A sequence of stories about the Vietnam War, this book also has the unity of a novel, with recurring characters and interwoven strands of plot and theme. It aims to summarize America’s involvement in Vietnam, and her coming to terms with that experience in the years that followed.
I expected The Things They Carried to be a very good book. A very good book about the war in Vietnam. What I found is not only an outstanding book about the war in Vietnam but also about the art of storytelling. I’m really impressed. I don’t normally rely so heavily on quotes but in this case, I think, the author is the best person to give an accurate impression of his excellent writing.
But this too is true: stories can save us. I’m forty-three years old, and a writer now and even still, right here, I keep dreaming Linda alive. And Ted Lavender, and Kiowa, and Curt Lemon, and a slim young man I killed, and several others whose bodies I once lifted and dumped into a truck. They’re all dead. But in a story which is a kind of dreaming, the dead sometimes smile and sit up and return to the world. (…) The thing about a story is that you dream it as you tell it, hoping that others might then dream along with you, and in this way memory and imagination and language combine to make spirits in the head.
The Things They Carried is told in interwoven stories. They are linked through the characters who return in most of them and through the common themes of war and storytelling. Each of the tales shows another way of telling a story or looks at an episode from another angle. Some are explicitly written by a writer for his readers only, they have never been told before. Some describe how the soldiers tell each other stories of what happened while they were separated or how they keep on retelling the same stories over and over again. Telling these stories gives meaning and is also liberating and healing. Those who cannot tell stories, those who are shut up by what they saw, those are bad off.
What is so fascinating about this book is that you can just read it like a series of linked episodes or you can read each episode as an attempt to tell the story another way.
One of the most powerful chapters is certainly the first, the one that gave the book its title. Through the enumeration of the things the soldiers carry, we get to know the soldiers, we sense that some of them will die and some will be wounded. As we learn later many of the young men O’Brien served with and who are introduced too us in this first chapter, die. Some through enemy fire, some in accidents. Some deaths are heroic, others are ridiculous, like Kiowa’s who got shot and then suffocated in a field full of shit. What impressed me in this story is the description of the stress, the weight they had to lift, the endless walking.
They moved like mules. By daylight they took sniper fire, at night they were mortared, but it was not battle, it was just the endless march, village to village, without purpose, nothing won or lost.
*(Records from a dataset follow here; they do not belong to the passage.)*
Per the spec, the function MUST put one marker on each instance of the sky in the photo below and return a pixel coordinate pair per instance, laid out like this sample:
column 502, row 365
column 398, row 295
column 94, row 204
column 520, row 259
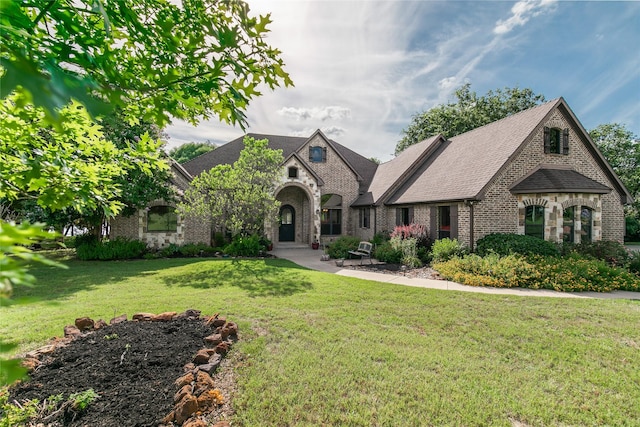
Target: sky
column 362, row 69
We learn a lot about the feeling of having been in a war and in this particular war. We hear about the state of mind of the soldiers and what war did to them. There are some chapters that made me feel uncomfortable like the one of a young soldier’s girlfriend who stayed with them a few weeks, joined the Green Berets and ultimately disappeared in the night, swallowed by the war. She got addicted to the feeling of danger and the heightened sense of being alive that went with it. This is fascinating and also unsettling.
I have read other accounts of men who went to war, I know my own father’s stories but they sound different which leads me to the conclusion that some experiences were typical for the soldier in Vietnam.
The average age in our platoon, I’d guess, was nineteen or twenty, and as a consequence things often took on a curiously playful atmosphere, like a sporting event, at some exotic reform school. The competition could be lethal, yet there was a childlike exuberance to it all, lots of pranks and horseplay.
At the end of the book you have the whole story of Tim O’Brien’s time in Vietnam. From the day when he got the letter that informed him that he was drafted, to the first days in Vietnam, all through the weeks that passed, all the things that happened, the friends he found, the friends he lost and how he ended up feeling like an outcast because he was sent away from his company after he was wounded and had to do some light duty in another camp. Maybe not all of this is true, as O’Brien writes, but a lot of what is made up is closer to what really happened than that what is just the plain unadorned truth.
Here is my favourite quote:
A true war story is never moral. It does not instruct, nor encourage virtue, nor suggest models of proper human behavior, nor restrain men from doing the things they have always done. If a story seems moral, do not believe it. If at the end of a war story you feel uplifted, or you feel that some small bit of rectitude has been salvaged from the larger waste, then you have been made the victim of a very old and terrible lie. There is no rectitude whatsoever. There is no virtue. As a first rule of thumb, therefore, you can tell a true war story by its absolute and uncompromising allegiance to obscenity and evil.
The Things They Carried is fascinating and powerful. Writing at its very best.
I hope others have read it as well and liked it as much. I would also like to hear how it compares to Matterhorn.